I’ve been running Brandon Watt’s Now Playing plug-in for Windows Media Player for ages. I like seeing what music interests other people and discovering new music, and want to return the favor. Today I discovered a website that take the “now playing” concept and expands on it, creating a very clever social community of listeners — aptly named last.fm.
When you register for last.fm, you download a plug-in for your favorite media player. They provide plug-ins for iTunes, WMP, Winamp and most popular media players, with support for both Windows and Mac OSX. As you play your music, last.fm keeps track of what you’ve listened to and displays it on your user page (here’s mine).

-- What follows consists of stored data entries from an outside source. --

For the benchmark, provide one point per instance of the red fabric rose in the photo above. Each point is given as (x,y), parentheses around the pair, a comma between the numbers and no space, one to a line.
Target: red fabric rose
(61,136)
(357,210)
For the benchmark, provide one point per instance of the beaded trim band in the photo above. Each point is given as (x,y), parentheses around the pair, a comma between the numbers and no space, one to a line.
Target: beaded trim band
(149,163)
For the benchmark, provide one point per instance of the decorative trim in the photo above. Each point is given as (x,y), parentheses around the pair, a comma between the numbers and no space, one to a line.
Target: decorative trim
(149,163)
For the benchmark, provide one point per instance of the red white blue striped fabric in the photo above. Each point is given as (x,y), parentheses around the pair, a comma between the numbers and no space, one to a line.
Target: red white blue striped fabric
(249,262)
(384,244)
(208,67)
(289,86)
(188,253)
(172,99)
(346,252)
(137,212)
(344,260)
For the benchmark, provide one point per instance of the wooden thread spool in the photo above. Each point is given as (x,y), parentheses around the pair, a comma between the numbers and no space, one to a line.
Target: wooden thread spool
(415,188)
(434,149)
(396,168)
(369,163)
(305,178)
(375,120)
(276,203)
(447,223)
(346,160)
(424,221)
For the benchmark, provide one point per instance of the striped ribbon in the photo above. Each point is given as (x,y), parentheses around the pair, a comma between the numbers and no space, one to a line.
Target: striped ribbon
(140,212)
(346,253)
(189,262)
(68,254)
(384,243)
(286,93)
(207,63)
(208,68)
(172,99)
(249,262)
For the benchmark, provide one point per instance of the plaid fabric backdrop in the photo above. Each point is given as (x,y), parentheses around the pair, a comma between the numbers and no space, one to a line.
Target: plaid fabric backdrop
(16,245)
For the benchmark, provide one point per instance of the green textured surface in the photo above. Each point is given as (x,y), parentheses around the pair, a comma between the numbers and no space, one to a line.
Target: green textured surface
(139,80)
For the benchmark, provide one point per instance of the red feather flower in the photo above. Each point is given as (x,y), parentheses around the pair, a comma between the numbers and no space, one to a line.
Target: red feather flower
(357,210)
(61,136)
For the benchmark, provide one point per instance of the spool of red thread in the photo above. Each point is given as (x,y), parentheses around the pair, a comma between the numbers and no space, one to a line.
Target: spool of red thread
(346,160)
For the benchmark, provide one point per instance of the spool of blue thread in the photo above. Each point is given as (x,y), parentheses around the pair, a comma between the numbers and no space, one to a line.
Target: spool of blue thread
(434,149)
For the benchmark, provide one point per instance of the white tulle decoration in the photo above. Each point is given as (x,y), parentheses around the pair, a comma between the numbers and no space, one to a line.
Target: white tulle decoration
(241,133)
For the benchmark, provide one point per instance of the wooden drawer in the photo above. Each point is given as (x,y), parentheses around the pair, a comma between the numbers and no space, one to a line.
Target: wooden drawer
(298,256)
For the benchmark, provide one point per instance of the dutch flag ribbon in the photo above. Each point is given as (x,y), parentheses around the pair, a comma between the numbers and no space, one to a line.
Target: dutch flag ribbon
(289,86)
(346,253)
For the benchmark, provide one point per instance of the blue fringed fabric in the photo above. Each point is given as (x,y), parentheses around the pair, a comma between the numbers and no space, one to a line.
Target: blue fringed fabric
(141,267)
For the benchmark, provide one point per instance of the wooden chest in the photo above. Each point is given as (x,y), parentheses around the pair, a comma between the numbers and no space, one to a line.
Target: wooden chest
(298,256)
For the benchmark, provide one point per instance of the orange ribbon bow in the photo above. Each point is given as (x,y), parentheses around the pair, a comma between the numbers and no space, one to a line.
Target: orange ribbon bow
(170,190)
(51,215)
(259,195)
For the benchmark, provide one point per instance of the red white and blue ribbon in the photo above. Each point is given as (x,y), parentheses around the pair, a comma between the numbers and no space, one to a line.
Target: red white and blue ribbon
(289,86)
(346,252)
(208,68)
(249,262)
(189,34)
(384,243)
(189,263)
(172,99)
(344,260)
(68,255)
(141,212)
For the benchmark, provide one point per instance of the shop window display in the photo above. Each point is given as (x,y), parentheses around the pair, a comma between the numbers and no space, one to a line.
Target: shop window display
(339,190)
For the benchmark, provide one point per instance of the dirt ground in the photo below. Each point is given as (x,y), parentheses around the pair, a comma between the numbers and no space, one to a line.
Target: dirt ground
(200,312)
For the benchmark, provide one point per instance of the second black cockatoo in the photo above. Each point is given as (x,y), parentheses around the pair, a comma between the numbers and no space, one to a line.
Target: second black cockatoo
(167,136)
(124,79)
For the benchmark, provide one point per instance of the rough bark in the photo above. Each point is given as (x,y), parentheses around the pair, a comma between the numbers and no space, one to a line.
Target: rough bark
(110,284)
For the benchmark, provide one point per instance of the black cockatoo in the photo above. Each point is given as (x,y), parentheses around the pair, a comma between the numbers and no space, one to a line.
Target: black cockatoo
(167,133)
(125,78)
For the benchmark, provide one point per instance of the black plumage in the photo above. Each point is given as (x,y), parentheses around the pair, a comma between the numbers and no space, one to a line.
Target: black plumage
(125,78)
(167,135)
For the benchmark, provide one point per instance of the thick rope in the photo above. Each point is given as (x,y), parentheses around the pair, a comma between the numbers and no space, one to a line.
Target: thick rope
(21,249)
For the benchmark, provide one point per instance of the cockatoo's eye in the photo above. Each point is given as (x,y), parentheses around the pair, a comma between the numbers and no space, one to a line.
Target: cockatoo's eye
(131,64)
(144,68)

Once you’ve built up some history, you begin to see some neat extras. Last.fm identifies your musical “neighbors” — other users who share your musical taste. You can tag your music, and search for other music based on those tags. You’ll get recommendations of new music, based on the songs you’ve previously listened to. And everything you play gets added to the Last.fm charts for complete stats on what’s hot. Last.fm also includes a forum (of course), friends (track what they’re listening to), groups, your own journal, and the ability tune into 128kbps MP3 streams.
What is last.fm missing? I’d love to be able to access my “recently played tracks” via RSS so I could parse and display on my blog or website. Maybe a dynamic image in various formats (for a blog, or a forum signature), with album art for the “now playing” track. But they have a very good start — the best I’ve seen for this type of site — and I recommend checking out last.fm.